Being away last week I missed the fun of the Conservative party conference.  Opening with the grand spectacle of the hoi polloi daring to invade the personal space of Tories and journalists, and closing with David Cameron's 5th reuse of the speech he first gave to the conference in 2010 as prime minister, it went almost exactly as expected.  Theresa May set about trying to banish memories of the days when she thought her party could use some lessons in detoxification by out nastying those she once lectured, Boris Johnson once again enthralled his audience by doing everything other than whipping his cock out and stroking it right in front of them, and George Osborne was, well, George Osborne.

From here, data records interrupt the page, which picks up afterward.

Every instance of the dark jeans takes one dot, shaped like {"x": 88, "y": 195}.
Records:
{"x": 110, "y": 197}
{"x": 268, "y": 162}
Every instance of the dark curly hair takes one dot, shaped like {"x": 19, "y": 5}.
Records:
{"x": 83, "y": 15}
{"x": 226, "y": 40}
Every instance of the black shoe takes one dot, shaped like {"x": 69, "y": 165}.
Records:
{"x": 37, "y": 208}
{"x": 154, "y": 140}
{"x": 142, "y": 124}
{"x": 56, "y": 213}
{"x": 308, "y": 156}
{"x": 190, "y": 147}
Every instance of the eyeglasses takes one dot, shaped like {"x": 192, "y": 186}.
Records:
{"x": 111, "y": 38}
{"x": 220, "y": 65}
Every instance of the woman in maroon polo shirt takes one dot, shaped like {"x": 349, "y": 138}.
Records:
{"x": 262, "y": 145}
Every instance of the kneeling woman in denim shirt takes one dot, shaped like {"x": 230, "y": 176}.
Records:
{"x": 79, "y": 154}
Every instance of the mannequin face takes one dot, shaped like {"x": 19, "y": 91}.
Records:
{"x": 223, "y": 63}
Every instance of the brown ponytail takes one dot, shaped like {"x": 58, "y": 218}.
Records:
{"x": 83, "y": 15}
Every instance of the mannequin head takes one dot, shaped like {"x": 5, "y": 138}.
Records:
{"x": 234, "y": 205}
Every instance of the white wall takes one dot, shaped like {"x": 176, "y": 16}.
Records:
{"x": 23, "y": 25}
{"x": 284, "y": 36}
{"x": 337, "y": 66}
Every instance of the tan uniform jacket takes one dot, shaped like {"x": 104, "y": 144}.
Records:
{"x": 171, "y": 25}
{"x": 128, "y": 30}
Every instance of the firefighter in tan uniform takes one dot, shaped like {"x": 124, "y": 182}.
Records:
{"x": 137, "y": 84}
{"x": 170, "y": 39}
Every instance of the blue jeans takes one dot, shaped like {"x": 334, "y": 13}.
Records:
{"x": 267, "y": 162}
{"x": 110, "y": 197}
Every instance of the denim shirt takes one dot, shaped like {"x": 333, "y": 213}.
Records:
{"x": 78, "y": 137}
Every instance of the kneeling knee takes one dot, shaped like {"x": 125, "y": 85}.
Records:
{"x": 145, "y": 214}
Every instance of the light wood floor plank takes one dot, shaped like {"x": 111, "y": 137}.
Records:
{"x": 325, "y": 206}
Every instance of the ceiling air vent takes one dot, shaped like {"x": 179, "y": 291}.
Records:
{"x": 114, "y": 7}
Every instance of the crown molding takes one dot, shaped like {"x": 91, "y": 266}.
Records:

It was all in all very comforting for both the delegates and media.  Getting eggs thrown at them, being spat at and denounced as "Tory scum" means they're doing something right, at least in their eyes.  The usual suspects immediately demanded that Jeremy Corbyn condemn anyone who so much as gave evils in the general direction of right-wing sixth formers in their first suits, because obviously the left, and these protesters were demonstrably of the left, are all one and the same.  It was rather strange then that the hacks couldn't seem to get their heads round why it was they were subject to the same treatment as the people they were covering; perhaps their disgust influenced their subsequent reports of the speeches, which were almost entirely positive, some even adulatory.  Perhaps they genuinely thought that Osborne and Cameron meant what they said about becoming the true party of working people, Cameron claiming that he would be spending the rest of his time as prime minister trying to force social reform.

Alternatively, they might have seen right through it, as anyone with the slightest knowledge of what the Tories have spent the last five years doing, what their manifesto promised to and what their policies currently going through parliament will do did, and just barely bothered to point it out anyway.  Cameron's address was all but a carbon copy of his past conference speeches, and yet no one felt it polite to say so.  It was all there: the faux-furious denunciation of Labour for daring to consider itself the protectors of the poor, the terrible jokes, the claims to being the true believers in equality and drivers of social mobility, just slightly updated and with the added attack on Corbyn hating his own country.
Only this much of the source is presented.